All settlements were wary, and they
were right to be so. Knocking on the door of a settlement you were more likely
to be a cannibal or a marauder or both than a former rec-crew member, most of
whom were dead.
They’d almost given up on staying, and
she’d wanted to go back into the forest and try somewhere else, or try life on
their own, but Alan had wanted to stick it out for the possibility of something
better, and he thought that New Crozet offered that. He’d been right, and the townspeople
had warmed to them over time, but she’d never felt completely welcome there.
She loved her part of town and her farm, but the rest of it, and the rest of
them, she felt like she was an outsider to New Crozet proper.

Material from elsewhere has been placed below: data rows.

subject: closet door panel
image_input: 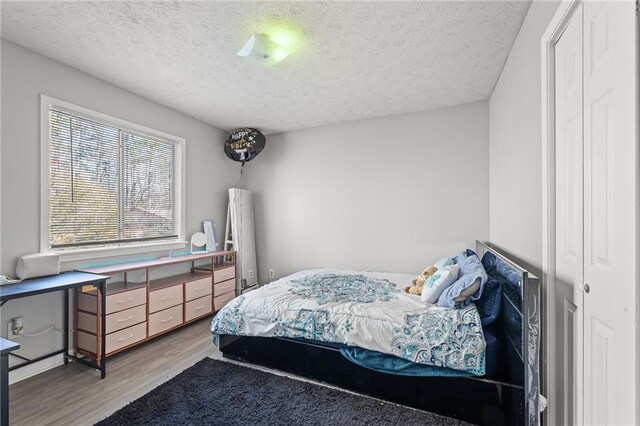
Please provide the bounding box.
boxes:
[554,6,584,425]
[583,1,638,425]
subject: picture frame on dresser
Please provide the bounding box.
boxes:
[74,251,236,359]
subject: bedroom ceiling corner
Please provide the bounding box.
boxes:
[1,1,530,133]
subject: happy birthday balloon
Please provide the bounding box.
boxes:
[224,128,267,165]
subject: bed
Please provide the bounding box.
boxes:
[212,242,539,425]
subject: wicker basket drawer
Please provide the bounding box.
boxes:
[213,291,236,311]
[184,295,213,321]
[149,284,183,312]
[106,322,147,354]
[78,287,147,314]
[78,305,147,334]
[78,322,147,355]
[213,265,236,283]
[213,280,236,296]
[149,305,182,336]
[184,277,212,300]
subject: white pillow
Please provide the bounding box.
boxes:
[420,265,460,303]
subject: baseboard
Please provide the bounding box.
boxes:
[9,354,64,385]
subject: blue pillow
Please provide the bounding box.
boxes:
[476,252,504,327]
[438,255,487,308]
[453,250,468,265]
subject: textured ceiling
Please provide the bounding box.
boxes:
[1,1,530,133]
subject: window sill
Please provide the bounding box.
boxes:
[49,241,187,263]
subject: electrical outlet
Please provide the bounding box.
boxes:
[7,317,24,340]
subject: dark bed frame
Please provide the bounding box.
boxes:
[219,241,540,426]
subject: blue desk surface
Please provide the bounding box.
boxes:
[0,272,109,302]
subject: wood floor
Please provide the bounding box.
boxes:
[9,317,222,426]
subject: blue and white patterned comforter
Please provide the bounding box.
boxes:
[211,269,486,375]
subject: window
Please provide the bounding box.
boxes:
[42,96,184,260]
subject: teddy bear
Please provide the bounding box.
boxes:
[404,266,438,296]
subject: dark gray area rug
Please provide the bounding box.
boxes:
[98,358,467,426]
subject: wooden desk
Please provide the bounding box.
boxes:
[0,272,109,378]
[0,337,20,426]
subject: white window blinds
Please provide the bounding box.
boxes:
[49,106,180,250]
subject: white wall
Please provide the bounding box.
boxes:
[0,40,238,380]
[489,0,558,273]
[245,102,489,282]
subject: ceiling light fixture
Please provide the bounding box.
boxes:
[238,34,290,67]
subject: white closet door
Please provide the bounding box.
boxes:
[583,1,638,425]
[551,6,584,425]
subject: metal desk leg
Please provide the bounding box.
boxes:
[62,289,69,364]
[99,281,107,379]
[0,353,9,426]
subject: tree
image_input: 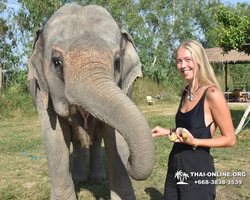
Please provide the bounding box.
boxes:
[217,3,250,54]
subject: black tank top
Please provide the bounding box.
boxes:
[172,86,215,153]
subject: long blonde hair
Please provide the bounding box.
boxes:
[176,40,221,90]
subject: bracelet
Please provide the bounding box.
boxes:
[193,139,199,150]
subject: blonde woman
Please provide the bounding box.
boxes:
[152,40,235,200]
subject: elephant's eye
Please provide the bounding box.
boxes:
[52,58,63,78]
[52,58,63,72]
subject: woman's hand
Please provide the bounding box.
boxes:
[169,127,196,146]
[151,126,170,138]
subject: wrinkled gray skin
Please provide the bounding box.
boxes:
[29,5,154,200]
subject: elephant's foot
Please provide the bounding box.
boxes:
[88,167,107,181]
[50,186,77,200]
[72,165,88,185]
[110,191,136,200]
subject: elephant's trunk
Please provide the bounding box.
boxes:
[65,63,155,180]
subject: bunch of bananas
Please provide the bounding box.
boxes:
[170,128,188,142]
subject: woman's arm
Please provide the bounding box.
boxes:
[151,126,172,137]
[177,87,235,147]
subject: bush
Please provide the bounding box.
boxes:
[0,84,36,120]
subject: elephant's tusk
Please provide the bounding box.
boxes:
[80,109,89,130]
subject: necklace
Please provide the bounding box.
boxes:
[187,85,203,101]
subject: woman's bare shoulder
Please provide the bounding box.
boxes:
[206,85,225,102]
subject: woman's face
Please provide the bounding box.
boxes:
[176,47,199,81]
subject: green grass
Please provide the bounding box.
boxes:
[0,79,250,200]
[0,102,250,200]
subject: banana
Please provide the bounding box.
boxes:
[170,133,177,142]
[178,129,188,139]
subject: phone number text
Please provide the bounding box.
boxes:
[194,180,243,185]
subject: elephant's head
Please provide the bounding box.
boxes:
[29,5,154,180]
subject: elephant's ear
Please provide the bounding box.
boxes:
[28,28,49,109]
[121,30,142,94]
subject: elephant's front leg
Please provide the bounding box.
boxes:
[104,128,135,200]
[89,139,106,181]
[72,141,88,185]
[38,95,76,200]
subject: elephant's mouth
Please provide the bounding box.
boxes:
[70,105,104,147]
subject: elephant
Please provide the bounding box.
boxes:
[28,4,155,200]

Maybe after she found Alan, they
wouldn’t go back. Maybe there was another life out there for them to start, a
new life.
The camp somehow managed to look more
surreal in the light of day than it had in the dark and downpour of the night
previous, in which Senna had experienced the place from inside a drugged haze. What
remained constant was the evil she felt there, which the dope hadn’t been able
to quell.
It had felt like a place of wickedness
last night, and it felt that way now. Were their places of malignancy that drew
groups like the Order to them, like a magnet attracts iron filings? If there
were places like that, and this was one of them, then someone had fucked with
the polarity after she left, because something had gone off-kilter—from the
Order’s perspective.
She came upon a body face down in the
mud. Judging by the massive frame, which had sunk what looked like half a foot
into the wet earth, Senna guessed it was Saul. The fair hair would’ve confirmed
her suspicion, but there was too much mud caked in it to tell its true color. The
ground near his midsection was painted a maroon, and there was a corpse of a
zombie squirrel by his outstretched hand.
She stood there until she was sure
Saul wasn’t breathing, that he was in fact dead.
Killing the squirrel had been his last
gesture. He’d died with the image of Alan’s face burning brightly in his mind,
and an afterimage of the bringer of Equilibrium Day had remained etched on his
cooling brain, like a negative.
He must have bled out, she thought.
Good riddance.
She crept past him, wondering who’d
killed him, and glad in the fact that it had been done. Had Alan done it? If he
had, where was he, and why hadn’t she seen him yet, or he her?
Taking less cover and becoming more
confident in the fact that the camp was empty of living members of the Order,
she moved deeper into the circles of trucks and confirmed there were no other
bodies outside. But where had everyone gone, and why?
She went to the worship truck, which seemed
the logical place to enter first. She readjusted the straps of the Voltaire II,
opened the door, and went in.
The inside of the truck, where Jack
had been turned, and where the Order had feasted on the flesh of Rad and Molly,
was a drawing of death.
At its center was Alan.
Around him the bodies of the cannibals
were fanned out, and the captive, limbless zombie was hung motionless over
them.
A bird began to sing outside, and
Senna heard it. Except there wasn’t really any singing, because there were no
living birds anymore, only the shells of them that the virus still kept for its
own games.
What she was hearing was her mind
playing a trick on her, trying to step back into a time when Alan was alive,
but going back too far and ending up in a place where the birds still flew and
prattled on in their shrill voices on and on until their seemingly endless
gossip annoyed her and she wished they would shut up or fly away or both.
Now she wished for all of them back,
for the chance to be annoyed at birds again, but most of all for…for him to be
there again, even if they were locked inside a settlement until they died, just
so long as he wasn’t here, in this truck, unmoving at the center of a fanned
deck of cards made of brothers and sisters of the Order, as if they were playing
cards spread out on a dead magician’s palm, and he, Alan, the bloodless wrist.